Pek çok önemli siyasi sima oradaydı. Onlar da varlıklarıyla aynı mesajı verdiler ve orada adeta bir tek yürek olarak atan milletin içinde olduklarını gösterdiler.
İhtiyacımız vardı. Çünkü bu hain girişim insanlarımızı altüst etti.
Böyle bir vicdansızlığı kimse Türk Silahlı Kuvvetleri’ne zaten yakıştıramıyordu. Nitekim Genelkurmay Başkanı Orgeneral Hulusi Akar’ın da o meydanda çıkıp halka hitabı, içlerindeki aşağılık güruhun bu şen’i eyleme giriştiğini ifadesi çok mühimdi.

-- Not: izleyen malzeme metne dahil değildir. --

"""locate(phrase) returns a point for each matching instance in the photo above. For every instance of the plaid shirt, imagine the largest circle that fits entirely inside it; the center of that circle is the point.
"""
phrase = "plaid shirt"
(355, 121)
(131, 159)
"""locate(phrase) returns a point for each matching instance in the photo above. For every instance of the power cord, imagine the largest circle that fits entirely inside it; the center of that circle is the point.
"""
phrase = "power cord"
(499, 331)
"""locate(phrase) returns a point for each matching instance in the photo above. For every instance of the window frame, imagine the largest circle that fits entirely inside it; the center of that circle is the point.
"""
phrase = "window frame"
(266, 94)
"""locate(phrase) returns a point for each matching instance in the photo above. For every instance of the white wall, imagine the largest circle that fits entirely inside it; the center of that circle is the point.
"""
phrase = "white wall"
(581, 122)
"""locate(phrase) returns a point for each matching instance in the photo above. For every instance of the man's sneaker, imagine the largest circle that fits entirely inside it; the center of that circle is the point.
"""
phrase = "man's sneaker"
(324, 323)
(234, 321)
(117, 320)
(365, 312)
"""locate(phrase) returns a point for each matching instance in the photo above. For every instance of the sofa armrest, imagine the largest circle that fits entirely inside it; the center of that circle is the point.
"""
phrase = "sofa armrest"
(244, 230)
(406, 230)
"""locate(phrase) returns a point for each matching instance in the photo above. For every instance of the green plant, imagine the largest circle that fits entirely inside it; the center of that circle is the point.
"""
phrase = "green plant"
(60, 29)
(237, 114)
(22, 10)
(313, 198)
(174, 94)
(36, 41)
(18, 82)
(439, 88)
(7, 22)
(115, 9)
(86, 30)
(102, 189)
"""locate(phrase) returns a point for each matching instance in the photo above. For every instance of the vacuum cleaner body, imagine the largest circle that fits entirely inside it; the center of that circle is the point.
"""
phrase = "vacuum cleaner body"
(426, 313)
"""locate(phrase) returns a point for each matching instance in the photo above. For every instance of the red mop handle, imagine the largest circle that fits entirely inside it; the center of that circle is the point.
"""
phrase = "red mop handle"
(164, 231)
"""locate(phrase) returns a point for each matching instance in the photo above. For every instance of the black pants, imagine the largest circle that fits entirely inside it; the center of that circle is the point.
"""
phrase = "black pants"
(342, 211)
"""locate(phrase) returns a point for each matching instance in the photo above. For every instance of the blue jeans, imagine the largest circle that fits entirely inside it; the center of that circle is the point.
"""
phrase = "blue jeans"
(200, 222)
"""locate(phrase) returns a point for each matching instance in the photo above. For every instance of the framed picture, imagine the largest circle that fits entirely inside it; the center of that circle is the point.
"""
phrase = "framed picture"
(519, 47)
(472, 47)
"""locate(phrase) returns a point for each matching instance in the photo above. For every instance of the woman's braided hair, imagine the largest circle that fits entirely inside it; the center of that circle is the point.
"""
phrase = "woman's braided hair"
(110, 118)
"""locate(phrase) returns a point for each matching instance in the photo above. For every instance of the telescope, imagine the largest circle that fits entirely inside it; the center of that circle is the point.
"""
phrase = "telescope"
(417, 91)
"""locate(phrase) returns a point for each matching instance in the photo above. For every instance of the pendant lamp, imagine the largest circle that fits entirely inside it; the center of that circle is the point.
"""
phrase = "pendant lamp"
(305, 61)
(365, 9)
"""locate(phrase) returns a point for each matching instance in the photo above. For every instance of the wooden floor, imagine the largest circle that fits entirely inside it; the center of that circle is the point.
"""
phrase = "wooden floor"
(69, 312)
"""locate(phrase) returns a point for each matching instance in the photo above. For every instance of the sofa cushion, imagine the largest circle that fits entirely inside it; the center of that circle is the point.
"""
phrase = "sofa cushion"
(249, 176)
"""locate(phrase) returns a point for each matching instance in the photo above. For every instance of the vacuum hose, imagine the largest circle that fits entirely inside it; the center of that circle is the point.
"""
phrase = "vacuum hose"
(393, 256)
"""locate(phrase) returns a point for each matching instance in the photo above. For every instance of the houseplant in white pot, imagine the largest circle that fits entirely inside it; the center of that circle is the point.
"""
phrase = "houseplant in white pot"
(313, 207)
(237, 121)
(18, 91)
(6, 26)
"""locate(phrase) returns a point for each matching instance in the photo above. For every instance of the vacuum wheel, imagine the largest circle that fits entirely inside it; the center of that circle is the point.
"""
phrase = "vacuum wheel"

Ekonomi bile bu miting sonrası ciddi bir iyileşme eğilimi içine girdi. Para piyasaları rahatladı. Sektörler üzerlerindeki baskıyı attılar. Önümüzdeki günlerin inşallah çok iyi olacağına inanıyorum.
Devlet Bahçeli’nin konuşması bir kez daha ne kadar büyük ve önemli bir devlet adamı olduğunu tüm ülkeye gösterdi. Bundan çok değil, bir ay öncesine kadar büyük bir algı operasyonu ile çökertilmek istenen, partisi elinden alınmak istenen ve olacaklara dikkat çektiği zaman da sesi boğulmak istenen bu büyük liderin, devlet adamının sesine toplumun ne kadar da çok ihtiyacının olduğu bir kez daha ortaya çıktı.

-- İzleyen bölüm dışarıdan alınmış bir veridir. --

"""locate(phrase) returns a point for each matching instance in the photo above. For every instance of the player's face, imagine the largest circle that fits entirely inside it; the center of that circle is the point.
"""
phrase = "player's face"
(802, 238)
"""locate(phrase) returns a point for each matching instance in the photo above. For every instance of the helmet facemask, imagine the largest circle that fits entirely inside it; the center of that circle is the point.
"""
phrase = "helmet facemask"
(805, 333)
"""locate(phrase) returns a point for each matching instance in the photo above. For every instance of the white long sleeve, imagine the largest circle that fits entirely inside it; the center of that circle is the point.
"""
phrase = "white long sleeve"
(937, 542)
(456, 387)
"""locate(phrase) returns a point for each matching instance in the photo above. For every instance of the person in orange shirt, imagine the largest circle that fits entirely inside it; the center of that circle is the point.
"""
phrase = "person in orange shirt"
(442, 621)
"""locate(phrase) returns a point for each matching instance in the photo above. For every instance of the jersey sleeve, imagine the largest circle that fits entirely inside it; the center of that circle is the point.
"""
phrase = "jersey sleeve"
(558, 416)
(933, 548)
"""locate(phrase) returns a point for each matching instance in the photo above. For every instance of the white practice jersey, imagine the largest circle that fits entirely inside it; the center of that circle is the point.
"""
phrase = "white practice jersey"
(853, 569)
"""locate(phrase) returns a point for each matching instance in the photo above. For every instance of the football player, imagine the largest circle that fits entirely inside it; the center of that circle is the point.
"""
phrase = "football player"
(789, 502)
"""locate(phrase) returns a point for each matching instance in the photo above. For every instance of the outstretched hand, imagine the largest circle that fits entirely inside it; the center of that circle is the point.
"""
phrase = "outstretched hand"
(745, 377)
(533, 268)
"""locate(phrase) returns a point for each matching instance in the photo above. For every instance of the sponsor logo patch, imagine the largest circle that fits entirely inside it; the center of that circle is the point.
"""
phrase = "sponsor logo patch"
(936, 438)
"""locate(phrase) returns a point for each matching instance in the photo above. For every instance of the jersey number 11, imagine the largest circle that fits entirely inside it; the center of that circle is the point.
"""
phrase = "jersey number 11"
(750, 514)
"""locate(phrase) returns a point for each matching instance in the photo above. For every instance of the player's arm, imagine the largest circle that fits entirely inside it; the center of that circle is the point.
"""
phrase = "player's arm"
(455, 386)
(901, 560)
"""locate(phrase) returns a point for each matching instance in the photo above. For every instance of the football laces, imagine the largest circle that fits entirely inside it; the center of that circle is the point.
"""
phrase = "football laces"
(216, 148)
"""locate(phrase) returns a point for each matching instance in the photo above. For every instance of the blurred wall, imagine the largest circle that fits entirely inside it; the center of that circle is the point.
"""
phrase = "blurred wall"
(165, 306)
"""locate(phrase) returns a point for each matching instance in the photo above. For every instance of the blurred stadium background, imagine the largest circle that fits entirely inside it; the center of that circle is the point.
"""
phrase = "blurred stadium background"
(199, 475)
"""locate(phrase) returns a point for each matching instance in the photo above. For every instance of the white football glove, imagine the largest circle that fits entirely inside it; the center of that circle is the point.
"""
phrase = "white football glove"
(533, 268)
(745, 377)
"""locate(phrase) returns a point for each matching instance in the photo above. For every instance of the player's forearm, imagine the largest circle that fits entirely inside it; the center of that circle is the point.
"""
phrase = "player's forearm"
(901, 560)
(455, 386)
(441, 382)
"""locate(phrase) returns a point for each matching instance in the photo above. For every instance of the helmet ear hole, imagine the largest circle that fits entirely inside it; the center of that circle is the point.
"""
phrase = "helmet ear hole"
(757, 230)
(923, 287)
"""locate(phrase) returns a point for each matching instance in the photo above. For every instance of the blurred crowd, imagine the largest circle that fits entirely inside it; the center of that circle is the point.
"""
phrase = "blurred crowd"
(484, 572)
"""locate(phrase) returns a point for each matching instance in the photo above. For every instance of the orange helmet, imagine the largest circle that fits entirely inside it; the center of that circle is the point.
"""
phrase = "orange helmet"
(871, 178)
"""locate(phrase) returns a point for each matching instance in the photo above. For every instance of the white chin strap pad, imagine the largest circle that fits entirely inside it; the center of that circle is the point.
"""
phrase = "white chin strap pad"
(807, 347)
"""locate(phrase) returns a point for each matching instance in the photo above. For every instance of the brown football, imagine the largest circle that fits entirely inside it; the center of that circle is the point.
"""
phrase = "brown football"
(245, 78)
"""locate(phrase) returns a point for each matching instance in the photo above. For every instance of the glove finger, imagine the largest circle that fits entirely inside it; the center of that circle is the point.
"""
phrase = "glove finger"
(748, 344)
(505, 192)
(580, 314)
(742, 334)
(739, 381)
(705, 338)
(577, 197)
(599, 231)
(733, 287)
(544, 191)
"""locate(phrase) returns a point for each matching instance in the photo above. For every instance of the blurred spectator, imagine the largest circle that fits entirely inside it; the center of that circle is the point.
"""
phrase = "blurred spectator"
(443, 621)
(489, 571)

MHP’de şayet Devlet Bahçeli’ye karşı operasyon başarılı olsaydı, öyle düşünüyorum ki, darbeciler mühim bir kale kazanarak girişimlerine başlamış olurlardı… Bunu yaşadığımız günler bize gösterdi, ancak ilerleyen günler de Devlet Bahçeli’siz MHP kampanyalarının nerelerde, kimlerin isteğiyle kurgulandığını gösterecek…
Sayın Kemal Kılıçdaroğlu’nun işaret ettiği 12 noktada da büyük bir isabet bulunmaktadır. Elbette ki, Türkiye Cumhuriyeti devletinin ilelebet payidar olması için kuruluş temellerine ve felsefesine müdrik olmak gerekmektedir. Bunun dışında arayışlar bizi beyhude çırpınışlara götürüyor. Ancak, bir OHAL dönemi yaşamak zorundayız. Bu dönem içinde mutlak surette bu hain terörist yapılanmanın önüne geçmek ve başarılı olmak zorundayız. Bu yapılanmaya nefes anlamına gelecek bir söz, davranış, yaklaşım ilerde yine bizi çok kanlı günlere götürür. İşte ölçüyü buna göre koymak lazım diye düşünüyorum.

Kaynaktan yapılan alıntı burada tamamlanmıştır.